Forum. Our amended and restated bylaws provide that, unless we consent in writing to the selection of an alternative forum, the Court of Chancery of the State of Delaware will be the sole and exclusive forum for any derivative action or proceeding brought on our behalf, any action asserting a claim of breach of a fiduciary duty owed by any current or former director, officer or other employee or stockholder of the Company to us or our stockholders, any action asserting a claim arising pursuant to any provision of the Delaware General Corporation Law, our amended and restated certificate of incorporation or our amended and restated bylaws or as to which the Delaware General Corporation Law confers jurisdiction on the Court of Chancery of the State of Delaware, or any action asserting a claim governed by the internal affairs doctrine. Our amended and restated certificate of incorporation and our amended and restated bylaws further provide that any person or entity purchasing or otherwise acquiring any interest in shares of our capital stock is deemed to have notice of and consented to the foregoing provision. Although our amended and restated certificate of incorporation and our amended and restated bylaws include these provisions, it is possible that a court could rule that such provisions are inapplicable or unenforceable.

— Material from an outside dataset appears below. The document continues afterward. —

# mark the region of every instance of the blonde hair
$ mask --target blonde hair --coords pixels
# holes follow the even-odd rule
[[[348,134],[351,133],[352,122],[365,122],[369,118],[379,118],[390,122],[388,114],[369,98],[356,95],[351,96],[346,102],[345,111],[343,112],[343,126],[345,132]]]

Delaware Anti-takeover Law

We are subject to Section 203 of the Delaware General Corporation Law (“Section 203”), an anti-takeover law. In general, Section 203 prohibits a publicly held Delaware corporation from engaging in a business combination with an interested stockholder for a period of three years following the date such person became an interested stockholder, unless the business combination or the transaction in which such person became an interested stockholder is approved in a prescribed manner. Generally, a “business combination” includes a merger, asset or stock sale, or other transaction resulting in a financial benefit to the interested stockholder. Generally, an “interested stockholder” is a person that, together with affiliates and associates, owns, or within three years prior to the determination of interested stockholder status did own, 15% or more of a corporation’s voting stock. The existence of this provision may have an anti-takeover effect with respect to transactions not approved in advance by the Board, including discouraging attempts that might result in a premium over the market price for the shares of common stock.

Listing on the Nasdaq Capital Market

Our common stock is listed on the Nasdaq Capital Market under the symbol “NERV”.